Live coding 8

This topic is for discussion of the 8th live coding session

<<< session 7session 9 >>>

Links from the walk-thru

What was covered

  • (please contribute here)

Video timeline - thank you @Mattr

05:10 - Running a kaggle notebook on your local computer
09:10 - Setting up to run on your own GPU server
15:40 - Get back to where we left off in walkthru7
16:00 - Get file sizes the slow way
17:00 - Using parallel processing to speed things up
23:00 - Selecting a different image model from timm
29:00 - Start fine tuning model
30:50 - Description of fine_tune
35:50 - Discussion of fit one cycle
48:30 - Applying fine tuned model to test set
49:00 - Reviewing docs for test data loader for inference
52:00 - Preparing file for kaggle submission
1:00:00 - Visually check results and submission file
1:02:10 - Submit entry to kaggle from command line
1:06:00 - Check leaderboard on kaggle site for problems
1:07:00 - Fix order of results file and resubmit
1:10:00 - Questions

9 Likes

Ok so it’s Dynamic DNS service i need to connect to GPU server from outside my home network. Thank you for this lesson Jeremy!

4 Likes

I have not known about any of the ! commands before, the whole bringing to background/foreground thing also seemed a little bit remote to me even though I technically knew about it, but now that I started using all this moving around in bash feels so much nicer :slight_smile:

Dunno what the effect is, as I genuinely did know about pushd for example, but it took being part of the walk-thrus to actually start using all this :thinking: Awesome and a big thanks! :smile:

Inspired by all the installing of stuff and changing the PATH environment variable, (and symlinking!) I wrote this small program for running docker, it is super useful to me

#!/usr/bin/env python3

import argparse
import subprocess

parser = argparse.ArgumentParser()
parser.add_argument('-i', '--image', help='name of the docker image to run', type=str, default='nvcr.io/nvidia/merlin/merlin-pytorch-training:22.05')
parser.add_argument('-c', '--cmd', help='cmd to run', type=str, default='jupyter notebook --ip=0.0.0.0 --allow-root --no-browser --NotebookApp.token=""')
parser.add_argument('-np', '--no-port-forwarding', help='forward port 8888', action='store_true')

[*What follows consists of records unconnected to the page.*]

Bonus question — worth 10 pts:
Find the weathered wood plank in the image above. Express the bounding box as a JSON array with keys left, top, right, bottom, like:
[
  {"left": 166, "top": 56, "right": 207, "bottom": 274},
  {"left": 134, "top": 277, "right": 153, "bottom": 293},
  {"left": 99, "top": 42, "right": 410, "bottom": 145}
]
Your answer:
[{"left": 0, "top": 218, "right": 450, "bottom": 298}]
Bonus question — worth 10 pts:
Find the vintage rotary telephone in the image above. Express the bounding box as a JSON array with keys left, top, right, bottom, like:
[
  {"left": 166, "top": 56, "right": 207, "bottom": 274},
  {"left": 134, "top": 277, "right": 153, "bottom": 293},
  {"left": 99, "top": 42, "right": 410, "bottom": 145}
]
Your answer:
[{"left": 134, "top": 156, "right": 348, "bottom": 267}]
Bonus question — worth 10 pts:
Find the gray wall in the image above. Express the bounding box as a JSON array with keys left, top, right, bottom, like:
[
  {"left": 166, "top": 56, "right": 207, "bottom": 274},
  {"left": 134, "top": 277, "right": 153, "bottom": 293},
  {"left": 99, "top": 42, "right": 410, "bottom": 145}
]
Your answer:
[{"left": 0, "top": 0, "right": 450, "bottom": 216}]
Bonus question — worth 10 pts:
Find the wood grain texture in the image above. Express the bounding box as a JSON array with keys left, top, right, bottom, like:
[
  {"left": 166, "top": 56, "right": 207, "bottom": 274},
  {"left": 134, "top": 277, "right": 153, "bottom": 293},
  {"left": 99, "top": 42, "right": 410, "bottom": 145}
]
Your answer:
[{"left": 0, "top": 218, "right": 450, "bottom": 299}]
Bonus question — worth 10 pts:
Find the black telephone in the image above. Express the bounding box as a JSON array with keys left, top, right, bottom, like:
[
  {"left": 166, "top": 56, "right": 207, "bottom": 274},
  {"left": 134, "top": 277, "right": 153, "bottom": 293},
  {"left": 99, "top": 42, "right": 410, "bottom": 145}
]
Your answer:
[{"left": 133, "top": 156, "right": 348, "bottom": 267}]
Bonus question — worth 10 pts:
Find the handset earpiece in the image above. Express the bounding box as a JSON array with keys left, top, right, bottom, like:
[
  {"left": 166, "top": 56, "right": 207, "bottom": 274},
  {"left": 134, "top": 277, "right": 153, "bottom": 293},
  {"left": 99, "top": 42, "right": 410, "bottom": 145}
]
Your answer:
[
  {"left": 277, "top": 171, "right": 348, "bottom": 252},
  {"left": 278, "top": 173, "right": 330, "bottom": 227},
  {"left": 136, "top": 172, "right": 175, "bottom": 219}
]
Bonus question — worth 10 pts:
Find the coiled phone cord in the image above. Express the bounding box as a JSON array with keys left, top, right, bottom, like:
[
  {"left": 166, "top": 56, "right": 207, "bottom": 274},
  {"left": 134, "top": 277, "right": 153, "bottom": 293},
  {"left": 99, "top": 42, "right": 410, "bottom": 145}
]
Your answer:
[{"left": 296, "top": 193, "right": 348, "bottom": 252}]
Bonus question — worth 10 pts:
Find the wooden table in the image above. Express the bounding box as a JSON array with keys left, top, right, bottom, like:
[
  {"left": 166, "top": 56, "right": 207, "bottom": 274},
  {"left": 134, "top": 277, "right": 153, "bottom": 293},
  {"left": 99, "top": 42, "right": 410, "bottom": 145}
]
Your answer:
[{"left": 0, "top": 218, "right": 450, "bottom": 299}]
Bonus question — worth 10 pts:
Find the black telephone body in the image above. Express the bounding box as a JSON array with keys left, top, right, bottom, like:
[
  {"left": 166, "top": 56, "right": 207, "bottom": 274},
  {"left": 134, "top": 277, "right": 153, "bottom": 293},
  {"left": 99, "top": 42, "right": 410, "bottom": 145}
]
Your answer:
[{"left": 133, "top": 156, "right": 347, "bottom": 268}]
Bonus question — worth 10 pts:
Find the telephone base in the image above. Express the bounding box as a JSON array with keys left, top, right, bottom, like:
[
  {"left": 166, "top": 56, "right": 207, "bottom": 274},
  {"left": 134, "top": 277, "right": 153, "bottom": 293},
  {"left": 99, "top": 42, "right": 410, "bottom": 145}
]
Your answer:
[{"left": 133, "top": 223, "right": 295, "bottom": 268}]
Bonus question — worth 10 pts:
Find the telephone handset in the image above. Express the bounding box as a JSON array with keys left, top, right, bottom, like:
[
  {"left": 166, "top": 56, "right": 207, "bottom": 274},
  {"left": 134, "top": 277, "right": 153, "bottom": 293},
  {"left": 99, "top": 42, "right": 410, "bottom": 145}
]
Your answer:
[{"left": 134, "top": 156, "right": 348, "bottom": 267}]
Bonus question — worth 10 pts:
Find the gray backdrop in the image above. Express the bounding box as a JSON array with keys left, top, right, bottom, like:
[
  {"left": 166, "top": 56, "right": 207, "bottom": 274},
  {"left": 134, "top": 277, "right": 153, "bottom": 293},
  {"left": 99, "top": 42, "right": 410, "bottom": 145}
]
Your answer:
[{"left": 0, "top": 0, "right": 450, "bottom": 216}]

args = parser.parse_args()

docker_cmd = ['docker run -it --gpus all --ipc=host']
if args.no_port_forwarding is False:
    docker_cmd.append('-p 8888:8888')
docker_cmd.append('--mount src=`pwd`,target=/workspace,type=bind --ulimit memlock=-1 --ulimit stack=67108864 --entrypoint="" -w /workspace')
docker_cmd += [args.image, args.cmd]

subprocess.call(' '.join(docker_cmd), shell=True)

I initially tried to do all this in bash (by defining a function), but this very changed into a painful ordeal (as the logic was becoming more complex). Turns out python is quite handy for such a thing :slight_smile:

I am not sure if that is the “correct” way to use it, but I keep this code somewhere in my homedir where I can easily edit it, have made it executable and have linked to it from /usr/local/bin. Not sure if that is where we should put our own stuff? Probably!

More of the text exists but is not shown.